Wednesday 8 August 2012

Microsoft introduces dedicated Office Store


Microsoft has been on a roll as the year kicked off with a lot happening on the Windows 8 front. The software maker has now announced the launch of a dedicated store for Microsoft Office 2013, as disclosed in its official blog. The Office Store will work just as the Windows Store for the upcoming Metro-based operating system and allow app developers to create and distribute apps designed particularly for Office 2013. The Office 2013 Preview was recently made available for download.

With this move, Microsoft aims at making it simpler to get, install and use apps. On choosing “Apps for Office” from the Insert Tab, users can view all apps from Office Store. Here users can learn more about apps in the store, read reviews, acquire or buy apps, and also start using them right away. The apps listed on the Store get extensively validated so that users can trust them. Since these apps are all based on web-standards, they load straightaway. There is no need to pre-load them. On using a new machine, the user has to simply sign-in with their Microsoft account and all apps will be loaded.

The blog states, “Think of how much time you spend reading through email, writing reports, analyzing data, preparing sales figures or sharing proposals with your team. We also know that many critical tools and many critical information sources live on the web or in applications outside of Office. We’ve built the store so you could integrate the very best of the web with the powerful features of Office and SharePoint. With over a billion people using Microsoft Office the developer opportunity is huge. Whether the app is focused on content management, data visualization, financial management, project management, sales & marketing, HR, education, travel, social…(The list really does go on and on!) there are an incredible number of individuals or teams who are looking for solutions to meet those needs.”

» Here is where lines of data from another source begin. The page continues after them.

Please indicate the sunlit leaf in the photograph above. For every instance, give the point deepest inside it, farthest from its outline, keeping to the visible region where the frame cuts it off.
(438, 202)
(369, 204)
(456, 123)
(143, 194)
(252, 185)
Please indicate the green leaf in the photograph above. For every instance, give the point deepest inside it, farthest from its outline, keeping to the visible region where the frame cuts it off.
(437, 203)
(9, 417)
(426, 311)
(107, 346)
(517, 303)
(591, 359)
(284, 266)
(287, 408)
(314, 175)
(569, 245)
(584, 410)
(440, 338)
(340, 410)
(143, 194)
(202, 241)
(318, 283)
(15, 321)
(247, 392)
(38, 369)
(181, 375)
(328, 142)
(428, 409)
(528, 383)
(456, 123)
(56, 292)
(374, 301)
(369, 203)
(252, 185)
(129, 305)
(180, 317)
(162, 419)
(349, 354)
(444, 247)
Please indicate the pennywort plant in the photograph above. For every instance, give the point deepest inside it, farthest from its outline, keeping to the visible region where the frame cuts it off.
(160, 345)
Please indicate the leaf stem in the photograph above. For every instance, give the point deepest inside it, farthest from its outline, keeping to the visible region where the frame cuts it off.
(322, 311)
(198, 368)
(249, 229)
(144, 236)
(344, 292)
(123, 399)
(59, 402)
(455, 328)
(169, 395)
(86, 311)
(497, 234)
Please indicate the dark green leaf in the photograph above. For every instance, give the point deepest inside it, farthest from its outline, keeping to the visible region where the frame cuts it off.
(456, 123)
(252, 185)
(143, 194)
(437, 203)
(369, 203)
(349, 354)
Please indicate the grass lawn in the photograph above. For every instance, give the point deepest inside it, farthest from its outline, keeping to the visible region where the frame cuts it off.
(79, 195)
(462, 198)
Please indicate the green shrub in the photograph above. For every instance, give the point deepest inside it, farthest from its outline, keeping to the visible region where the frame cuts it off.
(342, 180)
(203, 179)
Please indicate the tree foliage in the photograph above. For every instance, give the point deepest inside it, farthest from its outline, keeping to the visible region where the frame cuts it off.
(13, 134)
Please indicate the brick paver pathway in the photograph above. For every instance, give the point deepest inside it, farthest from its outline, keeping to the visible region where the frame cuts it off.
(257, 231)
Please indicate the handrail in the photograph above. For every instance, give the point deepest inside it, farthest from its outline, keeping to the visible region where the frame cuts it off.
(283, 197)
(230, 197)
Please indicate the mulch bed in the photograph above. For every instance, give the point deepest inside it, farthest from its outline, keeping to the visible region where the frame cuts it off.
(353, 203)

The blog further discloses that developers can submit apps, reach a huge audience, make money and continually enhance the app. Developers can upload apps through the Seller Dashboard. Here they can create a great looking public developer profile, upload apps, create app detail pages, set a price for the app and decide how to get paid. These apps published to the Office Store will pass through extensive checks to filter out malicious and inappropriate content. It also talks about managing apps. The lifecycle for an app is easily managed from the Seller Dashboard and developers can rollout upgrades and existing users will get notified through an in-app notification. The upgrade process touts to be seamless for users, no downloading a new installable and the cloud app model is designed for ease of upgrades.

The licensing framework has been designed with cloud apps in mind. “We had to design a licensing framework that supported two scenarios; protect apps sold through the Office Store while still allow side loading of organizational apps. We realized that there was no single enforcement mechanism that would work for all apps (each app is unique) so we instead created an opt-in framework that apps sold through the Office Store can leverage. It gives developers the ability to include code in their apps to enforce their legal use. The app license framework itself does not enforce app licenses; it provides APIs and services to retrieve, verify, and then act on license information. The Office Store will allow you to upload free, paid, and trial apps. If you plan to sell your app or offer it as a trial, you can build logic in your app that uses the licensing framework to determine whether a user has a valid license for the app, and give access to app features based on the license properties.”

Finally, talking about monetizing, Microsoft says that it will retain 20 percent from its net proceedings on every transaction. “We aren’t new to the business of running an online store. There are many stores run by Microsoft and hence we leverage a lot of the same payment systems already in place. As a developer this means you can be paid in many different currencies and payout markets similar to the coverage Microsoft provides for the Windows Phone Marketplace and the Windows 8 store. Your users will buy in confidence from the Microsoft Office store using their Microsoft account. If they’ve bought an app before on Windows 8, Windows Phone or Xbox, their credit card will already be on file. If you do have eCommerce infrastructure on your site and wish to sell through your own site, that’s fine too,” the blog added.